I realise that I’m rather more hardcore on this subject (that ingesting what you wish is in fact a right) than most people but doesn’t that more pragmatic argument make sense even to those who don’t agree with me?

In

9 responses

  1. Andrew Paterson Avatar
    Andrew Paterson

    I can see the logic to your position, but I fail to understand why such drugs should be free on prescription. They’re not medically beneficial, so why should the tax payer stump up to support someone’s addiction, something for which they are ultimately responsible? On certain days of the week I’m addicted to coffee but I don’t expect the government to dish me out with Kenco.
    Tim adds: Because it’s vastly cheaper to have such drugs on prescription than not to.

  2. Andrew makes a good point (hey, you’re not a scottish vicar are you?) but you do too Tim – but I think the concerns are twofold. Firstly, like you, I think an individual should be able to do anything they like to their body, providing it harms no one else. The problem with most currently illegal drugs is that their production and distribution is harmful – and legalising them *here* will not reduce that harm *there*. Okay, so is a global legalisation policy feasible? I just don’t think it is. I cannot see it. Harm therefore will continue, and, my second point, probably grow if you legalise here. Free pure heroin will draw new addicts in – just as cheap alcohol has produced more alkies. What a life!

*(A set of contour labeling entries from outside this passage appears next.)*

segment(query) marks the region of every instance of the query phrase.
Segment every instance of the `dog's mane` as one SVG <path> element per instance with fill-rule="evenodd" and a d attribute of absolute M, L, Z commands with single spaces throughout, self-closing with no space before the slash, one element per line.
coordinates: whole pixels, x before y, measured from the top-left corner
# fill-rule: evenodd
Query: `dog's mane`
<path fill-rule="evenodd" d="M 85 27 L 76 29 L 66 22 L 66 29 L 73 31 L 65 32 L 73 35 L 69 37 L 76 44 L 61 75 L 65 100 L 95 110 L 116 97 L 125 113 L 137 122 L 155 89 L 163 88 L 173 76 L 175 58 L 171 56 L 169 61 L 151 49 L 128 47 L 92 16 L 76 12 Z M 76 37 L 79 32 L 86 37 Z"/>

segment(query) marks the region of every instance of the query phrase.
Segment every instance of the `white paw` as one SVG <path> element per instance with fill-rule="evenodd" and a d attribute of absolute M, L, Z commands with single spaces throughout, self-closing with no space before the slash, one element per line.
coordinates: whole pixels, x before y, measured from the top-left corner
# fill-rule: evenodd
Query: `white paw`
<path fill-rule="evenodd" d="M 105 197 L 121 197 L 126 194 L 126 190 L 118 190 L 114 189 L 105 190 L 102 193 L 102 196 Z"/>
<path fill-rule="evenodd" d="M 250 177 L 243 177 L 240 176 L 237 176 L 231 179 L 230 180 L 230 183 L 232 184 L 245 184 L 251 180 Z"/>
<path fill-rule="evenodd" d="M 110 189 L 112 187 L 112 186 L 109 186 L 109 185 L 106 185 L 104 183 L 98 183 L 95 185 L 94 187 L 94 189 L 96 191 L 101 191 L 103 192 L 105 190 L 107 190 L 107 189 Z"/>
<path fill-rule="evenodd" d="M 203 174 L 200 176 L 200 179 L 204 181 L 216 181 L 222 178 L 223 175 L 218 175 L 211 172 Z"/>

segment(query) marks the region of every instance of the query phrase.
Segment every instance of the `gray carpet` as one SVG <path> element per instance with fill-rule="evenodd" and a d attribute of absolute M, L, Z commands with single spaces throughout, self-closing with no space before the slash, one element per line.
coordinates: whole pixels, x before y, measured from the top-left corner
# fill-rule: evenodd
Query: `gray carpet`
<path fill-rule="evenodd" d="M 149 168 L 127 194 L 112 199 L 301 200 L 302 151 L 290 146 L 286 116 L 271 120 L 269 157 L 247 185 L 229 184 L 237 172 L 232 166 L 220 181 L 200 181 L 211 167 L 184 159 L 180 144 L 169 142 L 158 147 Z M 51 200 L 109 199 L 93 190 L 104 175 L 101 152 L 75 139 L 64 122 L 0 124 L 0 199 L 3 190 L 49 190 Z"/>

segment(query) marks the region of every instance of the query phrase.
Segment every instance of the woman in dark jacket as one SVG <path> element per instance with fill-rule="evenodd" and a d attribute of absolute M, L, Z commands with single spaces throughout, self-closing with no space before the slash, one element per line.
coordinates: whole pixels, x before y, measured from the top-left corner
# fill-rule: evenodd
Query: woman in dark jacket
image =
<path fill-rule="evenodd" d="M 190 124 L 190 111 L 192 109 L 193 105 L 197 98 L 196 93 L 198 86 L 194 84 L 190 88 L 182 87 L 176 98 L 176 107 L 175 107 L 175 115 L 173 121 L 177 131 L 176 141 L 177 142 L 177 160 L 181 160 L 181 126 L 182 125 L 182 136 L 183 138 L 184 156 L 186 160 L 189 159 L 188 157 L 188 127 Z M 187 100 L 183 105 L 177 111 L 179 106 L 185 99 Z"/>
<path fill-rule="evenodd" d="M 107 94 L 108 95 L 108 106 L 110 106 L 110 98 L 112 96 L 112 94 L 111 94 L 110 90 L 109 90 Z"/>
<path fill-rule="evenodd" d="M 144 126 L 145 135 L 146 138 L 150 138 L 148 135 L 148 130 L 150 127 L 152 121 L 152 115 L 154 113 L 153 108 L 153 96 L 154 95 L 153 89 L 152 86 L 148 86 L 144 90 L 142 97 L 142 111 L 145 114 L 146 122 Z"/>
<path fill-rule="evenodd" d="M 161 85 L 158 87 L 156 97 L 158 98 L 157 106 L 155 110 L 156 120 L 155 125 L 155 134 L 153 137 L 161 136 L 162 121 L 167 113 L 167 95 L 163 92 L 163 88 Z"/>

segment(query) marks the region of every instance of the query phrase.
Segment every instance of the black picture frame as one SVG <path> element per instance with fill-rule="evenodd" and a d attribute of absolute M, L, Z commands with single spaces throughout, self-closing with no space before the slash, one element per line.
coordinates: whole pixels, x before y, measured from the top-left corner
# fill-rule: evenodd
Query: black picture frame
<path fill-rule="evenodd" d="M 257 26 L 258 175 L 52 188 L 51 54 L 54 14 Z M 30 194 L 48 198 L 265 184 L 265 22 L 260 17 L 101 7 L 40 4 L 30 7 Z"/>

They’ll get their dole, their disability living allowance, perhaps an attendance allowance, and free H. Tim, do you really think we want to make heroin MORE attractive?
    Now, you’ll say we’ll only give heroin to registered addicts, not new users – fine, but registered addicts will sell part of their scrip to new users, just as they do with methadone today.

  3. The fact that this is politically congenial appears to have blinded you to an absolutely perfect Sieghartism; in consecutive paragraphs, Brainella has managed to estimate that free heroin would wipe out “all of the crime” associated with it, and then “as much as half” in those European cities where it has been tried.

  4. Andrew Paterson Avatar
    Andrew Paterson

    Ok Tim, it may well be vastly cheaper on presciption, but of what interest is that to me the non-heroin addicted citizen? I can perhaps go along with “that ingesting what you wish is in fact a right” but with the obvious exception of medicine surely it’s my right to not have to subsidise it?
    Tim adds: Sure. But without such subsidy the costs you will bear in policing, in thieving etc will be higher. Purely a utilitarian calculation. BTW, it’s not as if heroin is exactly expensive. I really wouldn’t be surprised to find that the NHS made a profit on it at regular prescription prices.

  5. Andrew Paterson Avatar
    Andrew Paterson

    Aha now a profit I can live with, I wouldn’t want to go with the utilitarian calculation however, it strikes me as being held to ransom, “give them what they want or they’ll cause trouble”. Wherea my view is if H is legal then one can pay for it, just like any other commodity, and if you still persist in breaking the law in order to pay or procure it, then you face punishment.

  6. Legal but taxed. This is the successful model we use for booze and fags – why do it differently for other drugs?

  7. Making it only available on prescription would perpetuate the illegal market, just as you finf at the moment with various desirable but prescription only drugs. No, like fags & booze, it should be for sale by licensed sellers.

  8. I agree with Andrew’s comments here: The utilitarian calculation to legalise may be correct, but this is different from saying anyone has a right to take them. A different point: If we are to legalise drugs (BTW: all of them?), we need to consider who in our society will still not be allowed to take them. Do we want our policemen to be H addicts? Our airline pilots on meth? Doctors? Pension fund managers? Politicians??? Will it be legal to refuse to employ someone on the basis of their drug use? Or sack an employee who starts?

  9. Ed,
    I would say it is up to the employer. Just because it would be legal it does not mean you would be exempt from the consequences. Even in the LibDems misuse of drugs can cost you your job as Charles Kenedy discovered.